Four years on from Thurston Moore's last solo album, he's still the man who started out in Sonic Youth but he's not the same. That might sound a little obvious but listening to his latest album 'Demolished Thoughts' the departure from his previous work hits instantly. Moore's moved on from the thrilling frontline of noise, No Wave and New York of the Eighties to acoustic guitar and songs about life and loss.

The difference of direction is itself a marker of Thurston Moore's dynamic nature, that works as an example of his constant appetite for change. Now in his fifties, few men are in a better position to explore creativity than Thurston and the three decades spent making music have brought a confidence unparalleled by youth or hardship. For all the ambiguity in what seems like a folk album it's still the voice of a rockstar sharing truths. On listening, there's more than a hint of the luminary Nick Drake, and Beck standing at the production helm comes as no surprise.

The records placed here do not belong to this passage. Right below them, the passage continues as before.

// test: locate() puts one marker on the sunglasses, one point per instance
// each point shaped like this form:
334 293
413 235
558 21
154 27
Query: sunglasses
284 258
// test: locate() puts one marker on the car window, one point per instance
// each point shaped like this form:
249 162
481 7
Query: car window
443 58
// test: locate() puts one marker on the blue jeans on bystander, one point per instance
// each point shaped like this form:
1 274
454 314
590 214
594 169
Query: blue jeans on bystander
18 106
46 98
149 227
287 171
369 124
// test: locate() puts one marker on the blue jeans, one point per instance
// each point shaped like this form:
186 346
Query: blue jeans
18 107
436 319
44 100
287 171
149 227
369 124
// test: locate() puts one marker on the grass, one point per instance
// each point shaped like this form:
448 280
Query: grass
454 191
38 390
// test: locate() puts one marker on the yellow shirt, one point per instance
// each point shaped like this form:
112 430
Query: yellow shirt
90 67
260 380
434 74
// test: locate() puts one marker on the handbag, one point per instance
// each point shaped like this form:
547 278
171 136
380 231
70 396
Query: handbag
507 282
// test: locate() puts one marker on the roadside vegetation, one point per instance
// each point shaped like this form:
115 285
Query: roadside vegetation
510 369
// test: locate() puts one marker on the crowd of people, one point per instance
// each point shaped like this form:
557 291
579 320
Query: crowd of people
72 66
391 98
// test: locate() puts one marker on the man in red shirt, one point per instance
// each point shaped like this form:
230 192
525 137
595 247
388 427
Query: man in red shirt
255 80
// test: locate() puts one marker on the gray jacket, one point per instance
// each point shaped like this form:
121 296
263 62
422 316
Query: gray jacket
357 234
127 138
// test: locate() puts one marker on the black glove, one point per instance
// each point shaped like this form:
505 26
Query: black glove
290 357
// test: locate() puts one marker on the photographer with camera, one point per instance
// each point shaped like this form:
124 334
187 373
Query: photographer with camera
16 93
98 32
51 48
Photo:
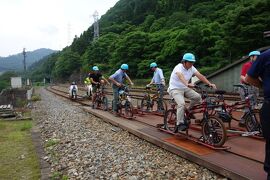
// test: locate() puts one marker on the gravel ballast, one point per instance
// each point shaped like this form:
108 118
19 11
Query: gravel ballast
82 146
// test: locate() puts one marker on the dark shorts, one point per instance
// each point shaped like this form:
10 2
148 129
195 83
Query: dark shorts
265 119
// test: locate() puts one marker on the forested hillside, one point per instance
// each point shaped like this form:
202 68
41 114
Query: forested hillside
138 32
15 62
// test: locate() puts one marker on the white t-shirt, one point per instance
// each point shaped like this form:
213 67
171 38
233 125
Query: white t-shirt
158 76
175 82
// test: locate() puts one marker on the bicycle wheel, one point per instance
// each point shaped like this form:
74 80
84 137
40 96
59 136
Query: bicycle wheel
128 109
104 103
119 107
170 120
252 123
145 106
159 108
213 131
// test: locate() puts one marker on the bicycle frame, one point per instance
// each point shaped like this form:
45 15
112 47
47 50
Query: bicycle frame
212 128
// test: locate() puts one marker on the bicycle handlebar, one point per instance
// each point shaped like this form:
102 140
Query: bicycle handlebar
242 87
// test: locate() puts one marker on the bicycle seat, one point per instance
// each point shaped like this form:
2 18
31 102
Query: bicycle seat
220 92
147 87
121 92
239 85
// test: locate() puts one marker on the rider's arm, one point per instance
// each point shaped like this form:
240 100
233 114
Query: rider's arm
203 79
129 80
114 81
253 81
162 77
92 81
107 82
181 78
242 79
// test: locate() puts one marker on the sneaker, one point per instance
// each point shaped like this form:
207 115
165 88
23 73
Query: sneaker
197 121
242 123
116 114
192 116
181 127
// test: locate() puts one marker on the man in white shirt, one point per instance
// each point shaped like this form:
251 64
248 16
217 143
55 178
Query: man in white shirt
179 87
73 90
159 80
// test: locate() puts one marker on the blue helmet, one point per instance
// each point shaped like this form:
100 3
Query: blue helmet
153 64
254 53
189 57
95 68
124 66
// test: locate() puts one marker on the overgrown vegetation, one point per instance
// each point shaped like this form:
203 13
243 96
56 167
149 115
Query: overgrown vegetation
18 158
5 79
138 32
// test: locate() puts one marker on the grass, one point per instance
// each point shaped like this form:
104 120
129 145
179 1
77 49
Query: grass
18 158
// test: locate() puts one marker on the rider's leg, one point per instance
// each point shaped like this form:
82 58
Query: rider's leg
160 98
94 89
195 98
178 96
264 117
115 97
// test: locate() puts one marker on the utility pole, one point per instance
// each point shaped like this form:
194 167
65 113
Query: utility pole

"Orchard Street is anchored in divinity's shadow" he murmurs at one point, provoking contemplation of what this man might know about something so suburban, and seemingly mundane, as God.

The opening track's title, 'Benediction', is the first word uttered, as if to bestow a blessing on the listener for the duration of their visit. Any expectation of loud, noisy rock is immediately allayed by the acoustic guitar's brisk pace as Thurston's voice makes the first marked impression, soft and rich, warm and expansive. Violin plays an important role, far from second fiddle to the guitar its rising lilt and whirling pitch affirms it as a worthy adversary to Moore's formidable guitar skills, running one step ahead with pliant, artful grace.

'Illumine' bears a faint trace of 'Shape Is In A Trance' from 2007's 'Trees Outside The Academy' but it's 'Circulation' where things begin to gel, the strains of Sonic Youth whispering beneath. However 'Demolished Thoughts' is not like a scattered, varying selection of seperate songs. This is a cohesive, strong vehicle for lyrics and music to travel across landscape of the soul, taking in the scenery and bumps in the road.

With a buffer of bass but still no drums, it becomes clear that there's little percussive input in 'Demolished Thoughts' as 'Orchard Street' wheels out, slightly slower but so heavily strummed, front-loaded with lyrical longing and hope that drifts to a broad instrumental swathe of violin and harp that extends to 7 minutes, making it the longest track on the album. The tension in 'Blood Never Lies' is relieved by the charm of 'In Silver Rain With A Paper Key' but at this point, fairweather Thurston fans may have found their attention waning.

In 'Space', another broad expanse is explored in flowing patterns and strokes, before 'I used to have all the time in the world' chimes in after three minutes, a melodic contemplation that is most likely tied to the divine searching of earlier tracks. This is where the inkling of maturity appears that naturally must have somehow manifested.

Without extensive research there's no way of knowing why a balance has been struck between rock and folk but it's certainly not due to some form of ripening with age. There's no croak or quiver in the vocals and it's clear that Thurston's hands move naturally fast in the the tempo of rock songs, pushing his acoustic to more chords and a fuller sound than slowpoke finger-pick folk singers could stretch to.